Matrix multiplication is probably the most optimized piece of code that exists within BLAS, which is one of the most optimized libraries that exists. Matrix multiplication has been optimized continuously over decades, and sometimes goes so far as to feature hand-written assembly and architecture-specific implementations to maximize performance.

(I will note that there are multiple BLAS libraries in existence, but all of the common ones are “very good.” Intel’s MKL is sometimes regarded as the most performant, at least on x86 processors. But for this post I will ignore the fact that there are several competing libraries and speak as if they are one.)

This is to say that if anything could decisively beat BLAS at its own game, it would not be long after BLAS devs caught wind that they would match its performance. A common exception to this is small matrices (<10x10, for example), where specialized implementations can often win (see StaticArrays.jl).

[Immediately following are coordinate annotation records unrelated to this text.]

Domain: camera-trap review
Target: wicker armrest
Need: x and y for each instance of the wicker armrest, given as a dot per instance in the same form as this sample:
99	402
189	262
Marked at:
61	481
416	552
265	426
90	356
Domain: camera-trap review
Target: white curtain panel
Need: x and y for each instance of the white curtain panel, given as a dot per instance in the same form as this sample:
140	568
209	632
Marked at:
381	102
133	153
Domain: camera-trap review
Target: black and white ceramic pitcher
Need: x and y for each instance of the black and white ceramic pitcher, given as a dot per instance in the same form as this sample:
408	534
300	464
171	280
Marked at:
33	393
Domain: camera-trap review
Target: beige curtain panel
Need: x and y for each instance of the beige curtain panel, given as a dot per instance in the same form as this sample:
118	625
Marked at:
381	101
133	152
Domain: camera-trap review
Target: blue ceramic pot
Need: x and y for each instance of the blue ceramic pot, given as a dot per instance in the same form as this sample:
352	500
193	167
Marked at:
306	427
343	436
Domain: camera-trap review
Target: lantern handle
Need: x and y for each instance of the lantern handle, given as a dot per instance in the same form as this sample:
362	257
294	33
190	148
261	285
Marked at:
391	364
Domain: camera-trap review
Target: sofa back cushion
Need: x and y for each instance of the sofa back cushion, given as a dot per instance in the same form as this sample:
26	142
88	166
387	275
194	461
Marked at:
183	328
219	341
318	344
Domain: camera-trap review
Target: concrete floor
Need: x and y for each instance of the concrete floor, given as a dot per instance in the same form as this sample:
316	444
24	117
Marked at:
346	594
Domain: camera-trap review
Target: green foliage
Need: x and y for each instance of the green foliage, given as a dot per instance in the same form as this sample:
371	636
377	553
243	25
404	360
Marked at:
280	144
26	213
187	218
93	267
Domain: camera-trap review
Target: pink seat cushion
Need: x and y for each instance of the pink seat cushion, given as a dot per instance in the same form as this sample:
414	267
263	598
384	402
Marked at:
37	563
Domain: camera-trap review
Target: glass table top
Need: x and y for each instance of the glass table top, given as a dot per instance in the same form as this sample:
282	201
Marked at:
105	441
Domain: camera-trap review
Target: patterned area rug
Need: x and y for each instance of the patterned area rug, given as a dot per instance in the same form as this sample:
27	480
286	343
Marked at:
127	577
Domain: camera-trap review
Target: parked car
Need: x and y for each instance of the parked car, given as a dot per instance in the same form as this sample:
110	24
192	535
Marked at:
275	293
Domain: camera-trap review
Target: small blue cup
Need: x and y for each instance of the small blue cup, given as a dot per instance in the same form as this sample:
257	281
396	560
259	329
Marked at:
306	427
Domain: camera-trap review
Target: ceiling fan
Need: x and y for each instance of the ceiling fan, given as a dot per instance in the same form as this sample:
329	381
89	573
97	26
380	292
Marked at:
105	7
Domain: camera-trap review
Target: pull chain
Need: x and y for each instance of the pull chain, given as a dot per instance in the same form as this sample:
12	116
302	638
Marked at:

LoopVectorization and Tullio fill a different niche. While BLAS addresses a relatively small number of ubiquitous operations, these packages are designed to generate performant kernels for other functions that aren’t necessarily on that short list. They usually generate “best practice” code (or something close to it), – EDIT: Thanks to the poster below! I mistakenly thought that LoopVectorization used blocking. It does not, so it actually leaves a bit on the table when that is profitable. Tullio alleges to do some basic cache-agnostic tiling, so it will do better but still fall a little short – but don’t get the extra profiling, analysis, and individual attention that goes into the few operations performed by BLAS. They are quite good, especially for machine-generated code, but don’t claim to be 100% optimal.

In summary: I would consider it more of an issue if LV/Tullio did beat BLAS. For matrix multiplication, I would use `LinearAlgebra.mul!` for maximum performance. Use LV/Tullio for other operations that aren’t covered by BLAS. In the special case of small matrices of fixed size (e.g, 3D modeling and simulation) use StaticArrays.

If you plan to multithread at a higher level in the code, then (as suggested above) you should definitely use `BLAS.set_num_threads(1)` for the same reasons you don’t plan to use `@tturbo`.

6 Likes

Hi, Thanks, this is very helpful. Now I understand why, and I know that I should try to use BLAS to be fast instead of LoopVec and others.

Thank you!

I would also add that optimizing matrix multiplication involves “nonlocal” changes to the code — it’s not simply a matter of taking the naive 3-nested-loop algorithm and vectorizing/multithreading/fine-tuning the loops. The whole structure of the code is changed, e.g. to “block” the algorithm to improve cache performance (with multiple nested levels of “blocking” for multiple levels of the cache, even at the lowest level treating the registers as a kind of ideal cache). This is not the sort of transformation that something like LoopVectorization.jl does.